Long story short, if I break up a PHP script into tiny chunks, I can eventually get all of my code to run. However, I’ve got a script right now which reads a huge CSV file and inserts each row into a MySQL database. Rather than having to go through the onerous process of splitting up the file every time I want to update my site, I just want to get this script to work the way I know it should.
I’ve gotten it to insert around 10,000 rows before on a different web server, but there are at least 7 times that in the file, and it craps out before it’s done.
So, the story is, on one server it stops before it’s supposed to, and on another it doesn’t run at all… it just chugs its way to a 500 error after about 30 seconds.
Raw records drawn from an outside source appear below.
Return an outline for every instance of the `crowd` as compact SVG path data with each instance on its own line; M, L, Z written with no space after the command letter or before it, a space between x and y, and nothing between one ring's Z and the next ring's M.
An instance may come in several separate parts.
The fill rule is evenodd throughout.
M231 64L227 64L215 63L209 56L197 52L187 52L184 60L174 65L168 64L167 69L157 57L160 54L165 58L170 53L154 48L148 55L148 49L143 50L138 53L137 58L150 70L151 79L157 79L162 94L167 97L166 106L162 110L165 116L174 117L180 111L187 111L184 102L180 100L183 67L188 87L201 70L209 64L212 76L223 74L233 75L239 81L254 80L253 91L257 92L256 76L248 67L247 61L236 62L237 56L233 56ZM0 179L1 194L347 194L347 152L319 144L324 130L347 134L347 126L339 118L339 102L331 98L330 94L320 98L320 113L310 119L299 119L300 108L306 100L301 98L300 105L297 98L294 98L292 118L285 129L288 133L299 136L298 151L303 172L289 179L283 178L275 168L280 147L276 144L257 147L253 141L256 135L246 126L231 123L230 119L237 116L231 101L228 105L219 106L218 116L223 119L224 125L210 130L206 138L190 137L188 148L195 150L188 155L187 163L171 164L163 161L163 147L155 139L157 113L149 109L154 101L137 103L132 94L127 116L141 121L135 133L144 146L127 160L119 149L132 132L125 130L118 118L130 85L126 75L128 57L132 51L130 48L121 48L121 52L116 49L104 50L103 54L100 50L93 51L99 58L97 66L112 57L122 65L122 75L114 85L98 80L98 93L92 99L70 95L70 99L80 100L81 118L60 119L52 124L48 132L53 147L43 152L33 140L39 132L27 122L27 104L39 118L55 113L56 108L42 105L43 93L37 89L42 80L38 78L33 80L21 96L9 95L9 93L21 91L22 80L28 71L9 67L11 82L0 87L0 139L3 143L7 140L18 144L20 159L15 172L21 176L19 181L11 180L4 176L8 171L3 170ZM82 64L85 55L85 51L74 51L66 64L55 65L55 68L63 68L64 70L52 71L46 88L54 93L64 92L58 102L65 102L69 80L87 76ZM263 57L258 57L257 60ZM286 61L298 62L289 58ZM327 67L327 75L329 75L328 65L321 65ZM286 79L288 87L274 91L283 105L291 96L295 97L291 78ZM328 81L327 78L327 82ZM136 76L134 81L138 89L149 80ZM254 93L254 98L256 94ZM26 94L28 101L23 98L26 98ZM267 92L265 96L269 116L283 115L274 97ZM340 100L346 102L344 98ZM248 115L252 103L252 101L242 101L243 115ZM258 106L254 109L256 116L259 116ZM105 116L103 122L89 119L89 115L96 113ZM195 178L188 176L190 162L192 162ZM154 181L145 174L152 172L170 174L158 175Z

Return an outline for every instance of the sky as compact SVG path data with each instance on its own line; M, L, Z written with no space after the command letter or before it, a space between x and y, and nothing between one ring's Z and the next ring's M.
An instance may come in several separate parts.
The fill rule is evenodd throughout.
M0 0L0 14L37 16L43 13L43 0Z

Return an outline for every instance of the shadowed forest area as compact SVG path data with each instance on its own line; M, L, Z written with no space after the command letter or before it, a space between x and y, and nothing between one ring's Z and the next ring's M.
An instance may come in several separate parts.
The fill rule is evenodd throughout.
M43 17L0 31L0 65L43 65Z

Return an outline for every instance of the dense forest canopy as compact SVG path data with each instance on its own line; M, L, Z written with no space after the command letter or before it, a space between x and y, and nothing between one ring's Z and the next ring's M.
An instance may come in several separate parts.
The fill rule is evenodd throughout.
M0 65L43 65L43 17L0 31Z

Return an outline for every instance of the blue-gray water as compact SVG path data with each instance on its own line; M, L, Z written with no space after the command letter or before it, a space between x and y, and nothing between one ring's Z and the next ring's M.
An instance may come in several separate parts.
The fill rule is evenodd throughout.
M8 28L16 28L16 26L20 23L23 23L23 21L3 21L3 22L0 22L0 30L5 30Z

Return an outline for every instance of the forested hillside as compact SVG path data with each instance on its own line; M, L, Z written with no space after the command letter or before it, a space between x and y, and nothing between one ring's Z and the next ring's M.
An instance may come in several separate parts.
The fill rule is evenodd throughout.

The Apache error log gives me these lines when the script dies:
[Tue Aug 23 13:09:04 2011] [warn] [client 71.168.85.72] mod_fcgid: read data timeout in 40 seconds
[Tue Aug 23 13:09:04 2011] [error] [client 71.168.85.72] Premature end of script headers: newcsvupdater.php
I’ve got these two lines going at the top of the script:
set_time_limit(0);
ini_set('memory_limit','256M');
because previously I was having a fatal memory allocation error, because apparently splitting a large file up into arrays is memory-intensive.
Here’s the insertion code:
$file = "./bigdumbfile.csv"; // roughly 30mb
$handle = fopen($file, r);
$firstentry = 0;
while($csv = fgetcsv($handle))
{
if($firstentry == 0)
{
$firstentry++; // skips the top row of field names
}
else
{
// unimportant conditional code omitted
$checkforexisting = mysql_query("SELECT * FROM DB_TABLE WHERE ".
"id_one = '".$csv[0]."' AND id_two = '".$csv[2]."'");
$checknum = mysql_num_rows($checkforexisting);
if($checknum == 0)
{
if(!mysql_query("INSERT INTO DB_TABLE ".
"(id_one, data_one, id_two, data_two, ".
/* so on for 22 total fields */")
VALUES ('".addslashes($csv[0])."', '".
addslashes($csv[1])."', '".
addslashes($csv[2])."', '".
addslashes($csv[3])."' "/* ditto, as above */))
{
exit("<br>" . mysql_error());
}
else
{
print_r($csv);
echo " insert complete<br><br>";
}
}
}
}
echo "<br><b>DB_TABLE UPDATED";
I’ve had to split up large tasks because of this before, and I’m pretty tired of it. I’m sure I’m doing plenty wrong, as I’m totally self-taught and generally write what amounts to spaghetti, so don’t hold back.
To increase the time limit for your script, you will need to edit the virtual host configuration for your site:
http://www.moe.co.uk/2009/08/17/php-running-under-mod_fcgid-read-data-timeout-in-40-seconds-on-plesk/
(mod_fcgid’s timeout is overriding PHP’s timeout)
To make your script faster (so you might not need to perform the above step, which might not be possible on shared hosting), try this:
Prepare all of the information to be inserted in advanced to do a bulk insert. The query should look something like this:
The IGNORE part should have the same effect of checking in advance if the record already exists (if it does, it just won’t be inserted and it will continue on to the next).